The offense was there again, first with some timely hitting by Wake Forest’s baseball team and then a few moonshot home runs.

But the story of the Deacons extending their season starts with Matthew Dallas.

Wake’s sophomore left-hander pitched seven shutout innings in a career performance, leading the way for the Deacons’ 10-3 victory against Cincinnati on Sunday at Lindsey Nelson Stadium.

Wake Forest (38-21) will play regional host Tennessee on Sunday night. If the Deacons win that game, they’ll play the Vols again Monday in a decisive Game 7 of the regional.

It became more and more evident Wake Forest would stave off elimination for the second straight afternoon as Dallas settled into a groove.

The transfer from Tennessee — and native of Memphis, Tenn. — gave up three runs in the eighth inning to lose the shutout. His final line was 7 2/3 innings, eight hits and one walk allowed, with four strikeouts. Dallas (5-1) threw 115 pitches, blowing past his season-high of 95.

Wake’s first two starting pitchers in regional games this weekend, Blake Morningstar against this same Cincinnati (33-26) team and Chris Levonas against Miami (Ohio) on Saturday, combined for 5 2/3 innings, 11 hits, 14 runs and seven walks.

Cincinnati’s first two batters of the first reached on a bunt single and a hit-by-pitch. But Dallas bore down and notched a couple of strikeouts, and then an inning-ending flyout, all while holding Kerrington Cross at second base with six pickoff throws.

The 6-5, 195-pound lefty found a groove either in that inning or shortly after, retiring 16 of 17 batters from the first to the sixth inning. Cincinnati’s second hit came with one out in the sixth; the next pitch resulted in a 4-6-3 double play by a Wake Forest defense that hasn’t been all that sharp lately, either.

And by that point in the sixth, Wake’s bats had already gone to work in building a substantial lead.

Wake Forest cracked the code offensively in the third. It started with Matt Conte being hit by a pitch, and then Matt Scannell worked a one-out walk. Marek Houston’s single scored Conte for the game’s first run.

Two batters later, Jack Winnay lined a double off the wall in left field to drive in two. Dalton Wentz capped the four-run inning with a sacrifice fly, scoring Kade Lewis (who had walked before Winnay).

Wake Forest added to the lead with an unearned run in the fourth, and then a solo homer by Austin Hawke in the fifth.

Scannell obliterated a ball over the scoreboard in right field in the top of the sixth to make it an 8-0 game. Houston capped a 3-for-5, four-RBI game with a towering two-run homer in the eighth to put Wake Forest in double-digit runs scored for the third time in the last four games.

Luke Schmolke relieved Dallas in the eighth and stranded a runner.

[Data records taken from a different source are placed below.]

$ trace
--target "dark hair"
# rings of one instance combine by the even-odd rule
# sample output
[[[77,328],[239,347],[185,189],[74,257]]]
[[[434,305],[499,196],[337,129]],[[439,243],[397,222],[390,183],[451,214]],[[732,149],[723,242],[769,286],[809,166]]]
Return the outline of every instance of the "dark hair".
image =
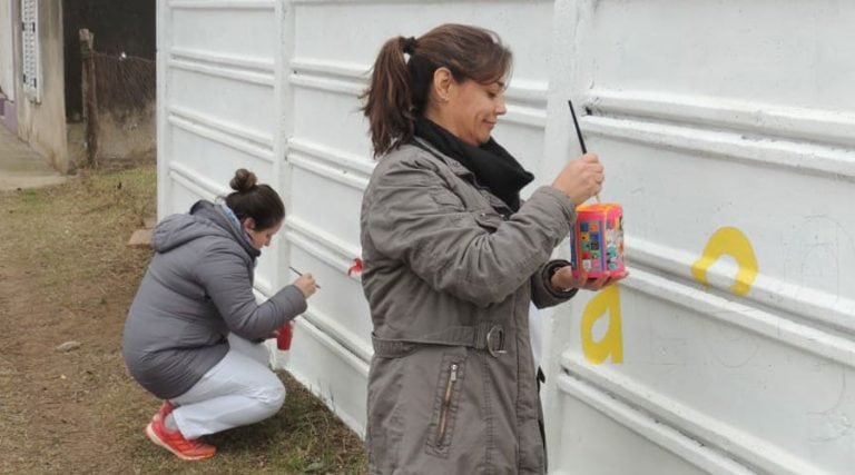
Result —
[[[511,51],[498,34],[466,24],[441,24],[417,39],[389,39],[362,95],[374,157],[412,139],[413,123],[424,113],[436,69],[449,68],[458,82],[471,79],[489,85],[505,78],[511,62]]]
[[[246,168],[238,168],[235,178],[228,185],[234,192],[226,197],[226,206],[232,208],[242,222],[253,218],[256,230],[269,229],[285,218],[285,205],[279,195],[267,185],[257,185],[258,178]]]

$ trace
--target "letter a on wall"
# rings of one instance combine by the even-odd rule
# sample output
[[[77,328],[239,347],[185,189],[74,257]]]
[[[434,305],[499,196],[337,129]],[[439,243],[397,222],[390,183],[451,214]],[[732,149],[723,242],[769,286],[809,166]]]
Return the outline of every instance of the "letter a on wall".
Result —
[[[609,326],[599,342],[593,340],[593,324],[608,315]],[[611,356],[611,363],[623,362],[623,335],[620,324],[620,290],[616,285],[606,287],[588,303],[582,313],[582,350],[593,364]]]
[[[721,228],[709,238],[704,255],[691,265],[691,275],[699,283],[709,285],[707,269],[724,255],[733,256],[739,266],[730,291],[736,295],[747,295],[757,277],[757,257],[754,255],[751,243],[737,228]]]

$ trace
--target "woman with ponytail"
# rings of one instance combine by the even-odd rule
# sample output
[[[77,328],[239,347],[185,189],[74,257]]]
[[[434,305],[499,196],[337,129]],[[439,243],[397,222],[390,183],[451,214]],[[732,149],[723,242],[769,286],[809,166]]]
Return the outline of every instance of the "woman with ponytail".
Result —
[[[238,169],[225,202],[198,201],[155,228],[155,256],[125,324],[131,376],[164,399],[146,426],[179,458],[213,457],[204,435],[273,416],[285,387],[262,345],[306,309],[315,280],[304,274],[257,304],[253,275],[285,218],[276,191]]]
[[[371,473],[544,473],[530,303],[622,278],[550,260],[603,168],[584,155],[520,199],[533,176],[492,138],[511,62],[495,33],[443,24],[387,40],[363,96]]]

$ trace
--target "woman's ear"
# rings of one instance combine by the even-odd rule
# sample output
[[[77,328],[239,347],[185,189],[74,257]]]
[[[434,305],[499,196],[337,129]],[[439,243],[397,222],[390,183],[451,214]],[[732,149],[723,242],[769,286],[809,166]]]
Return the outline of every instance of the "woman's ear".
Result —
[[[449,68],[441,67],[433,71],[433,93],[438,102],[449,101],[453,86],[454,76]]]

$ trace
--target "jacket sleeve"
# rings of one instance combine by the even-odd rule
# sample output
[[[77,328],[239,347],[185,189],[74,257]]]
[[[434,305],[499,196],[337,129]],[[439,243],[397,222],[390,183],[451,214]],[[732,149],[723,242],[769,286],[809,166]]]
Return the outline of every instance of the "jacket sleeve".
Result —
[[[229,330],[249,340],[267,338],[274,329],[305,311],[306,299],[289,285],[259,305],[240,251],[228,243],[212,245],[199,259],[196,275]]]
[[[367,235],[438,291],[476,306],[502,301],[549,259],[574,219],[563,192],[541,187],[508,220],[463,204],[430,165],[399,161],[375,177]],[[493,215],[493,216],[490,216]]]
[[[556,270],[569,266],[570,263],[563,259],[550,260],[531,276],[531,301],[538,308],[553,307],[573,298],[578,288],[569,290],[556,290],[552,287],[552,274]]]

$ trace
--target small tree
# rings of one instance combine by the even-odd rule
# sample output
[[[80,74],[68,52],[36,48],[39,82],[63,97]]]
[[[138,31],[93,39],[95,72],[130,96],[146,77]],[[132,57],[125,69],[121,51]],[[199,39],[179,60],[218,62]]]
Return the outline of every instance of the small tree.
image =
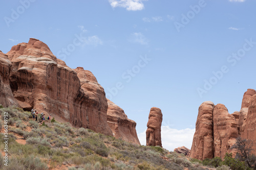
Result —
[[[239,136],[231,148],[237,150],[236,159],[244,161],[249,167],[256,169],[256,157],[253,154],[252,149],[254,144],[251,140],[242,139]]]

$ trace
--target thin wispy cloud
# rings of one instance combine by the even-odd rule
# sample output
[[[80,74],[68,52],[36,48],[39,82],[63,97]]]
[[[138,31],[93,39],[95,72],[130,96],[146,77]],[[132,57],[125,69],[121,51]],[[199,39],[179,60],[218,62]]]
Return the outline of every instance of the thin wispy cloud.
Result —
[[[229,0],[229,2],[234,2],[238,3],[243,3],[245,1],[245,0]]]
[[[84,29],[84,26],[77,26],[77,27],[81,30],[81,31],[83,33],[86,33],[87,32],[87,30]]]
[[[195,131],[196,129],[177,130],[172,129],[168,126],[162,126],[162,145],[169,151],[173,151],[175,148],[182,146],[190,149]],[[146,145],[146,130],[138,133],[138,137],[141,144]]]
[[[168,19],[172,20],[174,20],[174,19],[175,18],[174,17],[174,16],[169,15],[167,15],[167,17],[168,18]]]
[[[103,41],[97,35],[94,35],[88,37],[84,37],[83,45],[91,45],[97,46],[98,45],[102,45]]]
[[[141,45],[147,45],[148,41],[141,33],[133,33],[131,35],[130,41],[139,43]]]
[[[228,28],[228,29],[232,30],[235,30],[235,31],[239,31],[239,30],[242,30],[243,29],[230,27]]]
[[[143,1],[147,0],[109,0],[112,8],[121,7],[127,11],[140,11],[144,8]]]
[[[162,21],[163,18],[161,16],[155,16],[151,18],[148,17],[144,17],[142,18],[142,20],[145,22],[161,22]]]
[[[11,38],[8,39],[8,40],[10,40],[10,41],[12,41],[12,42],[18,41],[17,39],[11,39]]]

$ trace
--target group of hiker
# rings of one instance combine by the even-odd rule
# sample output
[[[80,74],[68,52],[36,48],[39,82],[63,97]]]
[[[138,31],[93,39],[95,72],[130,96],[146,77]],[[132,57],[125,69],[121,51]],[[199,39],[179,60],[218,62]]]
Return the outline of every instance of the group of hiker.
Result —
[[[31,110],[31,115],[32,115],[33,118],[35,119],[35,121],[37,122],[37,117],[38,117],[38,112],[36,111],[36,110],[34,110],[34,109],[32,109]],[[52,115],[51,114],[49,115],[48,117],[47,118],[47,121],[51,121],[51,116]],[[42,124],[45,122],[46,119],[46,114],[44,113],[44,112],[41,112],[40,114],[40,119],[41,122],[39,123],[40,124]]]

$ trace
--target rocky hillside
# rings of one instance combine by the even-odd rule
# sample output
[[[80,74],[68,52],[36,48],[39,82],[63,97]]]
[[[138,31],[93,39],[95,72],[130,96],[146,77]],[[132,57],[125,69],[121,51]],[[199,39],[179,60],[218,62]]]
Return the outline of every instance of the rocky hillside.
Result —
[[[244,94],[240,112],[229,114],[223,104],[203,103],[199,108],[189,156],[199,160],[223,159],[226,153],[236,152],[230,148],[239,136],[255,141],[255,105],[256,91],[251,89]]]
[[[34,108],[74,127],[118,137],[129,136],[124,139],[140,144],[136,123],[126,117],[117,123],[125,114],[110,103],[109,119],[116,120],[116,128],[120,126],[122,134],[117,135],[115,128],[109,126],[108,100],[93,74],[82,67],[69,67],[44,42],[30,38],[6,54],[1,52],[0,68],[0,104],[4,106]]]

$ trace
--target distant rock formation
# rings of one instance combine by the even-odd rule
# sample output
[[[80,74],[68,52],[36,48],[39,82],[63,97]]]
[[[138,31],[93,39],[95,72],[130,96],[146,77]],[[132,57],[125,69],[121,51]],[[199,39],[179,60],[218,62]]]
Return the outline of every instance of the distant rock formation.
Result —
[[[244,93],[240,112],[228,113],[224,105],[204,102],[199,107],[189,157],[203,160],[236,152],[231,147],[240,135],[256,141],[256,91]],[[256,146],[254,146],[256,153]]]
[[[107,122],[105,92],[93,74],[82,67],[69,67],[44,42],[30,38],[6,54],[0,51],[0,104],[4,106],[34,108],[75,127],[113,135]],[[136,123],[127,116],[123,118],[124,115],[124,112],[115,115],[120,121],[118,137],[139,144]]]
[[[124,111],[108,100],[108,124],[117,138],[140,145],[136,133],[136,123],[129,119]]]
[[[161,126],[163,120],[163,114],[161,109],[153,107],[150,110],[146,131],[147,146],[160,146],[162,147],[161,139]]]
[[[18,106],[10,86],[9,77],[11,66],[7,55],[0,51],[0,104],[4,107]]]
[[[174,152],[176,152],[178,154],[183,154],[185,156],[188,156],[189,155],[190,150],[185,147],[178,147],[175,148]]]

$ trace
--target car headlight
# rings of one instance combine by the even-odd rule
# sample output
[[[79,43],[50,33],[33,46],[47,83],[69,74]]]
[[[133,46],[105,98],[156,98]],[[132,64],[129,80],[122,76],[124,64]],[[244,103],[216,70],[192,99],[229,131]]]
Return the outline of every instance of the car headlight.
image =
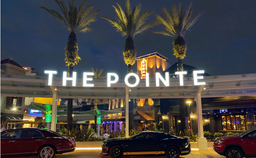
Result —
[[[223,140],[217,140],[215,141],[215,143],[218,144],[221,144],[224,142]]]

He issued two free passes (one hit batter, one walk) with two outs in the ninth before Jack Natili hit a deep fly ball to end the game.

EXTRA BASES: Scannell has 11 homers this season and five of them have come in Wake’s last 11 games. … Hawke’s homer heater has been more impressive, with eight since a May 4 game against Gardner-Webb. … The only other games between Wake Forest and Tennessee came under similar circumstances 24 years ago. The Deacons lost the first game of a Knoxville regional, won two games, and beat the Vols in the first game of the regional final before losing the decisive Game 7.